According to the former governor, Nigerians are getting poorer because the government of the day is borrowing for the wrong reasons.
Mr Obi, stated this when he appeared as a guest on Channels Television’s Sunday Politics, which was monitored by Africa Today News, New York he argued that while it is not a crime to borrow money, the funds must be used solely for productions that enhance the lives of the citizens and enrich the economy.
‘Are you borrowing for productivity or are you borrowing for consumption? My worry here is that we are borrowing for consumption.
‘I am saying that the country is not productive and there is nothing wrong in borrowing; if you are borrowing, then it shouldn’t be for consumption and that’s why more and more people are getting poorer,‘ he asserted.

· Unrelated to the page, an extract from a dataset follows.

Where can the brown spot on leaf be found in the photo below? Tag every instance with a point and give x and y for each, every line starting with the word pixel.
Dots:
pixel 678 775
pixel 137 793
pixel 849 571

According to the former Anambra State governor, the nation’s Gross Domestic Product (GDP) cannot be growing while the people are getting poorer.
He believes the growth Nigeria needs is one which “pulls people out of poverty by making the people have disposable income and be able to feed themselves”.
Mr Obi went further to add that the nation needs the kind of growth that will educate the children and provide primary health care for all communities.
‘These are critical areas we want to go into,” the statesman stressed, noting that Nigeria must do away with speculative growth that is given media hype without positively affecting the masses.
In a bid to chart a way forward, the astute businessman said that the biggest engine for economic growth is the micro, small, and medium enterprises.
‘That engine today is not being supported in Nigeria. Nigeria has a total of 40 million SMEs but there is not properly articulated fiscal and monetary policy to support the critical sector.
‘The entire loan to the private sector in Nigeria today is about ₦30 trn. Less than ₦1.5 trn is going to SMEs. This is less than five per cent of the entire loan. This means Nigeria is not supporting its engine that can enhance the nation’s economic growth.
‘The SMEs are the biggest employer of labour in many advanced countries of the world. We need fiscal monetary policies that would invest in this engine of growth in order to create jobs.’